Studying software programming does not start with buying licenses.


[flagged]


We've banned this account for breaking the site guidelines. Political flamewar is off topic here, regardless of how right and/or righteous your cause is.

https://news.ycombinator.com/newsguidelines.html


What's wrong with dBase, FoxPro and Clipper for that matter?


That these have nothing to do with anything?


Clipper brings back memories, compiling took around 35 minutes, that was time to play some pool.


Really? The Nantucket one? I remember it, perhaps in error, as quite fast in compilation and I did write a couple of ERP systems in it back in the day.


Next up: COBOL?


There is nothing wrong Delphi, other than it's largely a niche language


It's a commercial product. Why on earth would you teach the kids something that they won't be able to use afterwards, when there are plenty of alternatives without that constraint?

It's like teaching kids to use Office, without even having the ubiquity argument.


It's about the logic, not so much about the syntax. And the office comparison is not valid, knowing Office is for many a very valuable skill.


> It's about the logic, not so much about the syntax.

So... Why Delphi then? And yes, many people do have a habit of sticking to exactly the environment that they were taught in. Defaults matter.

> And the office comparison is not valid, knowing Office is for many a very valuable skill.

As I mentioned in the other half of that paragraph, yes, you can make an argument for Office being valuable because of its ubiquity.

But that's a circular argument. Office is ubiquitous because they managed to convince educators, and now that seems to have made it basically impossible to kill off.

Trying to bootstrap something similar for Delphi is inexcusable.


But as educational tooling is that not a fault in itself? Surely we should be preparing students to at least use some mainstream languages, rather than pouring their skills and time into something that has a niche market value?


I think there's actually an argument for teaching students in something that isn't widely used/usable, as this (a) gives them the fundamentals but (b) essentially forces them to learn other more useful languages on their own.

As someone who had to use Eiffel, of all things, in college, I may be biased in this :)

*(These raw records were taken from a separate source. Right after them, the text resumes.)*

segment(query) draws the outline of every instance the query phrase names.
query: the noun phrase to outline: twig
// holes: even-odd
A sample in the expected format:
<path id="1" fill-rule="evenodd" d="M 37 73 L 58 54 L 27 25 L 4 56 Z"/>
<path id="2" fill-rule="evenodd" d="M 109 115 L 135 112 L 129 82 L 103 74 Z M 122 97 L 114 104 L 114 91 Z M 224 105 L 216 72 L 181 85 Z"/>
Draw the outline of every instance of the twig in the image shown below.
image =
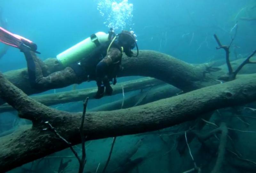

IMO this is a limited view on what students need to learn to be valuable on the market. Delphi teaches you the value of experimentation through small feedback loops. For novices that just start programming this is critically important.


Absolutely, I don't entirely know what would be the best thing for students. In the end students should be taught to disrupt the industries they join not propel mainstream practices. So there is something to teaching them with more niche languages, that help them think differently to what is currently on the market! Thanks for sharing.